For the past 2 years I have spent quite alot of my time establishing and evangelizing the concept of a "Correlation ID". Now I did not know it was to be called a correlation ID (cID) and I thank that to the paper by Microsoft’s Markus Vilcinskas, but in essence the concepts were the same. I would recommend anyone looking to establish an iDM infrastructure strongly look at reading the above paper, as it will save alot of headaches down the road if the concepts are well understood. For the most part, I wanted to present my personal experiences with establishing such an ID in the enterprise or sort of a lessons learned. I do not want to re-create the work Markus has done, but offer some insight into the same concepts as they were applied in a large enterprise
 
So what is a Correlation ID?
 
Simply put, it is an ID value to uniquely identify an entity (person) across multiple systems. If you are familiar with a database concept, it is key value that is globaly unique. This ID can be used to connect an identity across a varying array of systems (Databases, Directories, Identity providers,etc).
 
How would I use a cID?
 
  • a cID is used to identify an identity across multiple data sources. An example is an Activie Directory account, a Lotus notes account, and an HR profile that all contain the same cID for a person. If the cID is the same, then a "picture" can be establish of the entire dataset that exists for that user with that cID in the enterprise.

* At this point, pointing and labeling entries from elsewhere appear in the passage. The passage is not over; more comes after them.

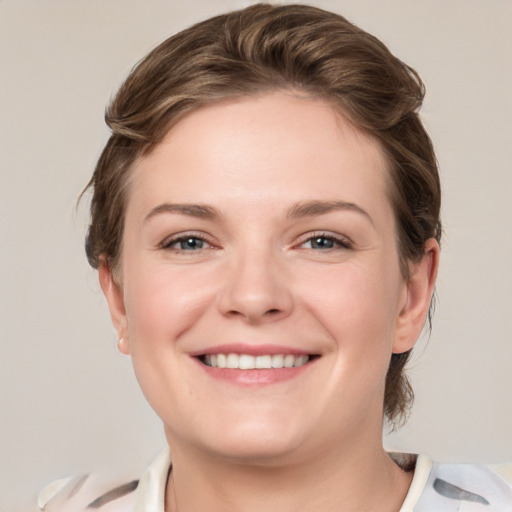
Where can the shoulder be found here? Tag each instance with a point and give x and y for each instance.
(460, 488)
(88, 492)
(110, 494)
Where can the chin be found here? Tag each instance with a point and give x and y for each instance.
(256, 441)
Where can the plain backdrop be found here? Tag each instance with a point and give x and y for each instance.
(68, 401)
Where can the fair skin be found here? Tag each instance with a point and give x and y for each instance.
(262, 226)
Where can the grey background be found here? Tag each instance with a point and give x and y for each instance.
(68, 401)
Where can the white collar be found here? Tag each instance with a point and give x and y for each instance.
(150, 494)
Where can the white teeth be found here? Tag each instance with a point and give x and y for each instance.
(246, 362)
(263, 362)
(249, 362)
(277, 361)
(233, 361)
(289, 360)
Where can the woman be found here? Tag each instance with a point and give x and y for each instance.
(265, 222)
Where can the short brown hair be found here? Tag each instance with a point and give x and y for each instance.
(268, 48)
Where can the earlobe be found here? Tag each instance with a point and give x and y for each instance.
(114, 294)
(419, 291)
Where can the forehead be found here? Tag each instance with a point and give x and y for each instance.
(271, 146)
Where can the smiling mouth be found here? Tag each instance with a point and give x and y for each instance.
(260, 362)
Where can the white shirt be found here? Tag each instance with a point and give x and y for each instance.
(436, 487)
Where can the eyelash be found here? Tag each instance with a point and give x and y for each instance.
(168, 243)
(337, 241)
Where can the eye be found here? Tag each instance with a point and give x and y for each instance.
(326, 242)
(188, 243)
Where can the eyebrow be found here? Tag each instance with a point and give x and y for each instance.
(314, 208)
(193, 210)
(298, 210)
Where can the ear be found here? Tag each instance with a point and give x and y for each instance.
(418, 294)
(114, 294)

  • Once a cID is established across multiple data stores, process can be established for managing the connected Identity (Provisioning, De-Provisioning, SOX compliancy reporting,etc.)
 
What makes a good Correlation ID?
 
  • An ID value that is globally unique
    • "Globally" would most likely be considered your enterprise and any connected enterprises (IE B2B)

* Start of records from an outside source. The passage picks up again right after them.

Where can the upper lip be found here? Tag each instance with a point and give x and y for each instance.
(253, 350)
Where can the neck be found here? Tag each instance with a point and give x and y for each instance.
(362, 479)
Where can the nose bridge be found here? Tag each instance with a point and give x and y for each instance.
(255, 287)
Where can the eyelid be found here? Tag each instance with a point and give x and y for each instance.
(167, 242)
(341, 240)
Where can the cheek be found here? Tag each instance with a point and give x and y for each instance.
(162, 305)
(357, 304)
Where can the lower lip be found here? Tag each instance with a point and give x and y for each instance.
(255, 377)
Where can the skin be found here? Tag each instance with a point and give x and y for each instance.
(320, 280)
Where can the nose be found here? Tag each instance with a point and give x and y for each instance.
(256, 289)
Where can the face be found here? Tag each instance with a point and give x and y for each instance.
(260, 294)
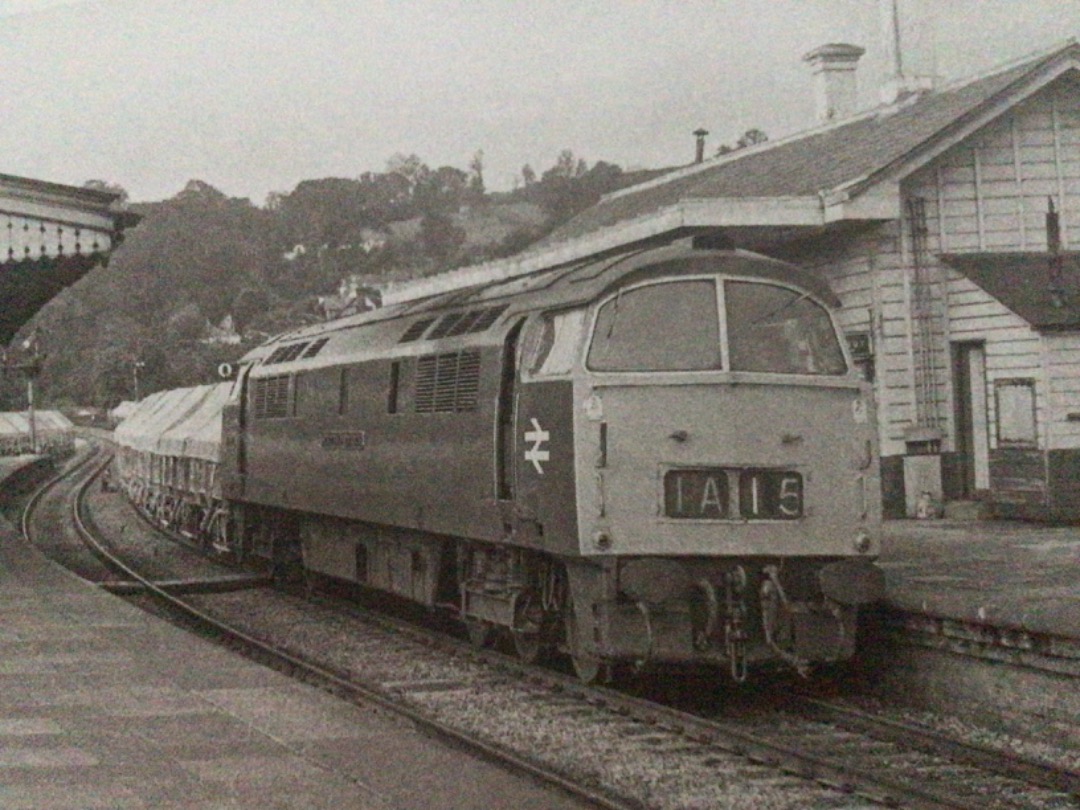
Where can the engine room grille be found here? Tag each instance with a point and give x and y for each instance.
(270, 397)
(463, 323)
(447, 383)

  • An ID should contain no encoded data about the identity it connects.
    • Sometimes a number is simply a number, and when it comes to a cID, the only thing that matters is that it is globally unique and not duplicated.

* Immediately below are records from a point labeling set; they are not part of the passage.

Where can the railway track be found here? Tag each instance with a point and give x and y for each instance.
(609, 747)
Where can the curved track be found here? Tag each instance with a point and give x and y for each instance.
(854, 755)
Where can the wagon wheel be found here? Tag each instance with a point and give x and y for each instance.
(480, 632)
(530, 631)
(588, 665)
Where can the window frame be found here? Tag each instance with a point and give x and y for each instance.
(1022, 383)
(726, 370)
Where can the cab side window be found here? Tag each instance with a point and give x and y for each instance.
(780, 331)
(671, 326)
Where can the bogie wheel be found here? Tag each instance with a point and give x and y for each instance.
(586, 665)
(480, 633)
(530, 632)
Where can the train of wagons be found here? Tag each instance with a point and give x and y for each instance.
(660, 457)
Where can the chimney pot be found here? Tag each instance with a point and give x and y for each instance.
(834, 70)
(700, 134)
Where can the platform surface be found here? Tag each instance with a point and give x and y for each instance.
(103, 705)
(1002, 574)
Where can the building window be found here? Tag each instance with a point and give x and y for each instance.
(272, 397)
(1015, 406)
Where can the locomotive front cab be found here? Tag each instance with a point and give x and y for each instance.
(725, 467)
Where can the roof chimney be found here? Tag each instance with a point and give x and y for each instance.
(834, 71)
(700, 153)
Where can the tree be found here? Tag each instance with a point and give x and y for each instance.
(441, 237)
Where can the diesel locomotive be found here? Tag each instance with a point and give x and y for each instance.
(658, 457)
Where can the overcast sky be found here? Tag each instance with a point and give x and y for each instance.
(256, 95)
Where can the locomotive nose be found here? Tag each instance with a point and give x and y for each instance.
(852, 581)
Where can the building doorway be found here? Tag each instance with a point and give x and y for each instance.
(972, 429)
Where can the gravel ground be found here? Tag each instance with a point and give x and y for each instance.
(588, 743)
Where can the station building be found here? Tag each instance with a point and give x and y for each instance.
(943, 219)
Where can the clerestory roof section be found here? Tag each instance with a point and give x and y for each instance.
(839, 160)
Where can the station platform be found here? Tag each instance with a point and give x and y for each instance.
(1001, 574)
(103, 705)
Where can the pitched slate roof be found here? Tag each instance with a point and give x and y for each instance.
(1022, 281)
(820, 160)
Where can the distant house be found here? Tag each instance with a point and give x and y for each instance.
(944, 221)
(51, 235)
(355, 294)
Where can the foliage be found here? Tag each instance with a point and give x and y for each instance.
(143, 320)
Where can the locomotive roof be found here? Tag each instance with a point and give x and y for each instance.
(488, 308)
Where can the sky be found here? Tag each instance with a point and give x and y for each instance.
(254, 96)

    • By encoding data about an identity, it leaves an issue of that encoded data changing, and thus having to re-issue an cID with an updated data. An example would be to create an ID based upon a name value which is often the case of Logon IDs. If a person has a life event, with a name change, the encoding breakds down.
    • With encoding data about the identity into the cID, the problem of assumptions come into play. If it is a known that a cID follows a standard formula, people have a tendency to assume they know a cID based upon this formula. An example is when using a logon ID as a cID, a person filling out a form may assume that a logon ID is "smithJL" based upon the formula of 5 letters of the last name, 1 letter of the first and 1 letter of an initial. This assumption leads to people not verifying if that ID does indeed belong to the person in question, or may exist for an entirely different person. Keep the cID format understood, but keep it an ID that by itself means noting. The power is in the data connected to the ID.
  • the cID should be memorable, but not without context supporting it
    • I believe in a public cID, and one that is commonly known by the identity who wishes to present that reference value. Since a value is public, a good candidate to have a person know their cID is to provide it on a enterprise ID badge. Combined with a central public authoritative repository of the cID an ID can be questioned and confirmed by process.
    • By making it a common part of the users everyday life they are more likely to remember and utilize their cID. Afterall, if a person is asked for their home phone #, or sees it connected to their profile, they wil recognize if it is correct or not.
  • It should be Public and not private.
    • To quote IBM’s Bob Blakely, "By definition, attributes which aren’t observable can’t be used to recognize subjects.".
    • This basically means that if the cID is safe guarded from public eyes, the less likely it can be used to identify that person in public sytems.
    • An issue that a private ID brinds is that it cannot be verified with a centralied common repository.
What makes a bad cID?
  • a cID utilizing private data
    • If a cID is built on a private value, the ability to verify the data is diminished. An example would be if you gave me your phone number I could check with the phone company to see if it did indeed belong to you.
  • a cID with no authoritative verifiable source
    • If the cID can’t be tied back to an authoritative source for the cID, all context of the data connected to it can be lost.   I have seen many systems utilize SSN to connect data about a person, but because SSN needs to verified with the SSA, there is no way (except for the HR doing background checks) to verify that indeed that person has the SSN.  So what happens?  A 9 digit number is entered in to satisfy the criteria of putting in the SSN.  How do you prove that is not correct?  In a perfect world of centralized user registration it is possible, but even then there are issues.